I am a 19 year retired engineer after 38 years in electric utility power generation, mostly coal-fired. So I am now obsolete. I have also owned a Chevrolet Volt for 9 years. Dr Mousa highlights the many challenges facing electric utilities and vehicle makers and regulators over the past 20 years and those ahead. Despite the promises of low-cost or “free” electricity from renewables, the cost to consumers keeps going up, but the “why” remains a mystery to consumers. Control of the grid has become a nightmare, going from small area regulation of a few generators, to half the country by one regulator (E.G. MISO), and thousands or millions of sources. The millions of sources need to be included in the control loop if reliability of the grid is to be maintained. The economics of renewable sources need to reflect the reality of curtailment of output to match demand, just as traditional fossil sources have since the beginning. Dr Mousa raises concern of the capability and reliability of the local distribution grid, which has been mostly ignored. Tree trimming is an obvious discussion item, it is easy to cut when regulators put squeeze on rates and find out later that reliabililty goes down. Winter 23 brought rare ice storm to Southeastern Michigan, the cross-arm on my local circuit broke under weight if ice, service lost 40 hours. Impact of electric car charging on distribution is not addressed yet, a future problem. V2G remains a dream, many questions? How to structure system, rates, control, many issues not addressed. I’ve seen inverters for my Volt from 12 V DC to 120V AC for outage service, but my generator works ok. Lot of words in this long seminar. Suggest it be broken into two separate presentations, more specific to issues.
David Smith
Monroe, MI
[email protected]
This is a good broad overview of the EV and other Renewable Energy technologies and how the community as a whole is dealing with integration and optimization of energy production, delivery and utilization.

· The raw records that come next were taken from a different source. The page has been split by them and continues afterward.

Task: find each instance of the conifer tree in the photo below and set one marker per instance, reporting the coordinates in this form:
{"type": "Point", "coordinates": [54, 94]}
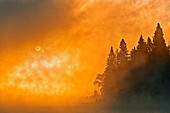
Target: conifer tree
{"type": "Point", "coordinates": [103, 78]}
{"type": "Point", "coordinates": [149, 45]}
{"type": "Point", "coordinates": [159, 41]}
{"type": "Point", "coordinates": [142, 47]}
{"type": "Point", "coordinates": [133, 54]}
{"type": "Point", "coordinates": [123, 53]}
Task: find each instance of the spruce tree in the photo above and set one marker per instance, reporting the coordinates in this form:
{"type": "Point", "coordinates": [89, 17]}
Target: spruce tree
{"type": "Point", "coordinates": [123, 53]}
{"type": "Point", "coordinates": [103, 79]}
{"type": "Point", "coordinates": [149, 45]}
{"type": "Point", "coordinates": [142, 47]}
{"type": "Point", "coordinates": [159, 41]}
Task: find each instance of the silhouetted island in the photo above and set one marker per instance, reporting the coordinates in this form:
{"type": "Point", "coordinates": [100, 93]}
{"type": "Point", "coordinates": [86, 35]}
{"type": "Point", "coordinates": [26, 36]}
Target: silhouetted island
{"type": "Point", "coordinates": [139, 78]}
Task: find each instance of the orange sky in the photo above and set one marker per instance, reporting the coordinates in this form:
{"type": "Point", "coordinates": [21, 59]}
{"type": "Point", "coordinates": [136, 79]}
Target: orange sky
{"type": "Point", "coordinates": [75, 37]}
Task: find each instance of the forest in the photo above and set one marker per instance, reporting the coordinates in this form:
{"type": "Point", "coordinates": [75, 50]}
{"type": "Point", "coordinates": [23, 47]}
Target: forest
{"type": "Point", "coordinates": [140, 75]}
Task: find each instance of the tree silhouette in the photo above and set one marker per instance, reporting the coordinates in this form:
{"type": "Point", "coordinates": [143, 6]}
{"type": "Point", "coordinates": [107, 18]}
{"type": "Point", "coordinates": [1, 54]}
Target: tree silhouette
{"type": "Point", "coordinates": [108, 70]}
{"type": "Point", "coordinates": [143, 74]}
{"type": "Point", "coordinates": [159, 41]}
{"type": "Point", "coordinates": [149, 45]}
{"type": "Point", "coordinates": [123, 53]}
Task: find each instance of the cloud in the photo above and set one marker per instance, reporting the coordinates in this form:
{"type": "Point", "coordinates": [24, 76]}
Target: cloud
{"type": "Point", "coordinates": [87, 28]}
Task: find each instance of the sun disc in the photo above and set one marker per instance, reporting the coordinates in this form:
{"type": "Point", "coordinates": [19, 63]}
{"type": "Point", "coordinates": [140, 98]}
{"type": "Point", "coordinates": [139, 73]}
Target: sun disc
{"type": "Point", "coordinates": [37, 48]}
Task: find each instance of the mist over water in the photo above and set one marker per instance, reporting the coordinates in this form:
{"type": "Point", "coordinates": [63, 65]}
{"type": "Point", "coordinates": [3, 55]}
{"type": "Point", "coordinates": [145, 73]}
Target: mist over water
{"type": "Point", "coordinates": [51, 52]}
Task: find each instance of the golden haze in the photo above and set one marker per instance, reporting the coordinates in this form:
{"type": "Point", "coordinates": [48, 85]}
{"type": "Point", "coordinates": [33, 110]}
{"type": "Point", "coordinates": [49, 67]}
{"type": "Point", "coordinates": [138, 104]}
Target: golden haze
{"type": "Point", "coordinates": [75, 37]}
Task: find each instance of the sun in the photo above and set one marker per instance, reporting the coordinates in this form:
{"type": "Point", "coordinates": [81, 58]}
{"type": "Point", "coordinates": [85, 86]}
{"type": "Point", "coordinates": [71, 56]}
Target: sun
{"type": "Point", "coordinates": [37, 48]}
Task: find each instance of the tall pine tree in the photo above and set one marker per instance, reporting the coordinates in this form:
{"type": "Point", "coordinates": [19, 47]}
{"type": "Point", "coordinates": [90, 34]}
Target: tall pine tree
{"type": "Point", "coordinates": [123, 53]}
{"type": "Point", "coordinates": [159, 41]}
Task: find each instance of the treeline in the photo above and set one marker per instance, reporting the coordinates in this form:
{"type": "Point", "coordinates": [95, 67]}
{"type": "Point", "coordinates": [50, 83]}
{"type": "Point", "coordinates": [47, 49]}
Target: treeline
{"type": "Point", "coordinates": [143, 72]}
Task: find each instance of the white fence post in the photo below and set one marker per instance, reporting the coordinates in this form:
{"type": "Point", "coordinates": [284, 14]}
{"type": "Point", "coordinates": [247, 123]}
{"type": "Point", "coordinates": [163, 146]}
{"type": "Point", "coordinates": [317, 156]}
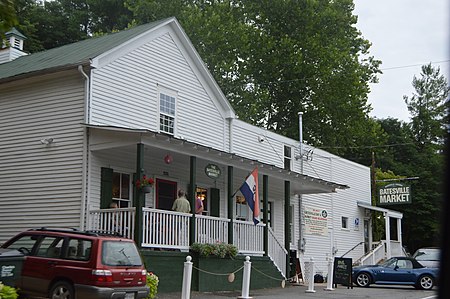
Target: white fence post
{"type": "Point", "coordinates": [310, 272]}
{"type": "Point", "coordinates": [330, 275]}
{"type": "Point", "coordinates": [246, 279]}
{"type": "Point", "coordinates": [187, 275]}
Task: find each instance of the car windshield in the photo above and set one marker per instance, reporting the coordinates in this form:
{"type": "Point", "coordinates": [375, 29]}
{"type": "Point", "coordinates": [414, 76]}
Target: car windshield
{"type": "Point", "coordinates": [427, 255]}
{"type": "Point", "coordinates": [390, 263]}
{"type": "Point", "coordinates": [119, 253]}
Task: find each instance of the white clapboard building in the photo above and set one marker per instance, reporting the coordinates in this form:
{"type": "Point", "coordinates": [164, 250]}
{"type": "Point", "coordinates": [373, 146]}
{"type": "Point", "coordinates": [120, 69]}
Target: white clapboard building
{"type": "Point", "coordinates": [80, 124]}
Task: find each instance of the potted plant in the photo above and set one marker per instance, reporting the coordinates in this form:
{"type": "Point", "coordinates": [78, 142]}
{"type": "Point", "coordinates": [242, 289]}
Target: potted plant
{"type": "Point", "coordinates": [145, 184]}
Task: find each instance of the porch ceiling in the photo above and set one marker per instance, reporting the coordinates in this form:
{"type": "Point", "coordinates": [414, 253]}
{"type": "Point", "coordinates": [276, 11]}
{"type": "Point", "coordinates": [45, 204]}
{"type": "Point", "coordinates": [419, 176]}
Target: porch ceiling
{"type": "Point", "coordinates": [124, 139]}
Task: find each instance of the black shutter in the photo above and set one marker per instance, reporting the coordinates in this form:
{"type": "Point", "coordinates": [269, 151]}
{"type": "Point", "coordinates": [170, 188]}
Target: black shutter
{"type": "Point", "coordinates": [106, 188]}
{"type": "Point", "coordinates": [215, 202]}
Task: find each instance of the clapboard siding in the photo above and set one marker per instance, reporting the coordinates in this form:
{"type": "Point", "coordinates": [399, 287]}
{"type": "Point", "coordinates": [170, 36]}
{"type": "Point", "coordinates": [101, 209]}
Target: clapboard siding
{"type": "Point", "coordinates": [50, 106]}
{"type": "Point", "coordinates": [124, 93]}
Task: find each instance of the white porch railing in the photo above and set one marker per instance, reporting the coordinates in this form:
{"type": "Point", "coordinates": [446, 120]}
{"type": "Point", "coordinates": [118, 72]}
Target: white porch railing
{"type": "Point", "coordinates": [113, 220]}
{"type": "Point", "coordinates": [211, 229]}
{"type": "Point", "coordinates": [170, 230]}
{"type": "Point", "coordinates": [277, 253]}
{"type": "Point", "coordinates": [375, 255]}
{"type": "Point", "coordinates": [248, 237]}
{"type": "Point", "coordinates": [165, 229]}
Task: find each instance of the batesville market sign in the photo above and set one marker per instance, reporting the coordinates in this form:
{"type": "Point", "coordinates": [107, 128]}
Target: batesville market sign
{"type": "Point", "coordinates": [394, 194]}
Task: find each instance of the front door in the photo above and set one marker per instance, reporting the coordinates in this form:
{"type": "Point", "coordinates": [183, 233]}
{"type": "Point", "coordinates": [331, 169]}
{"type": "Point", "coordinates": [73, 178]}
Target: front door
{"type": "Point", "coordinates": [166, 193]}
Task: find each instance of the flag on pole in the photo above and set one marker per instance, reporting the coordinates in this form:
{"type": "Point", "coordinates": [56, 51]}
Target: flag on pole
{"type": "Point", "coordinates": [250, 191]}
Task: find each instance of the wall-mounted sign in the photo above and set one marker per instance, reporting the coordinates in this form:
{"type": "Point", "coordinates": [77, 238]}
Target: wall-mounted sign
{"type": "Point", "coordinates": [213, 171]}
{"type": "Point", "coordinates": [316, 221]}
{"type": "Point", "coordinates": [394, 194]}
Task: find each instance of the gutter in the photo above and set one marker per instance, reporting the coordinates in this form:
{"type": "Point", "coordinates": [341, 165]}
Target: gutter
{"type": "Point", "coordinates": [85, 164]}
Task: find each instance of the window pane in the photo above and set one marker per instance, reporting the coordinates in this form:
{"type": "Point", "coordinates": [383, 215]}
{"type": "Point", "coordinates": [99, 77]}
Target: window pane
{"type": "Point", "coordinates": [116, 185]}
{"type": "Point", "coordinates": [125, 193]}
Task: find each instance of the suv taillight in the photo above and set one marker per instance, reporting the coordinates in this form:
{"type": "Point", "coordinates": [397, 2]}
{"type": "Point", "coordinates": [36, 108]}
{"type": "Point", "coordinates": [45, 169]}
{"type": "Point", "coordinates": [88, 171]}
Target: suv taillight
{"type": "Point", "coordinates": [102, 275]}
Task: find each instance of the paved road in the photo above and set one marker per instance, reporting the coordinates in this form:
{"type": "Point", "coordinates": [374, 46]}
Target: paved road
{"type": "Point", "coordinates": [341, 292]}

A very timely topic which underlies the success or failure of electrification of vehicles, residences, & buildings. All the focus has been on electric vehicles and converting cars and homes away from fossil fuels. But there is A LOT to be done to prepare and integrate electrical generation-distribution-use to succeed.
This was very informative and interesting. The subject was covered with skill and intelligence. More instructors should be like Dr. Mousa,
Excellent webinar. Answered the questions posed. Thank you
Wow! Significant amount of information. Appreciated the presentation as it covered the values and the challenges.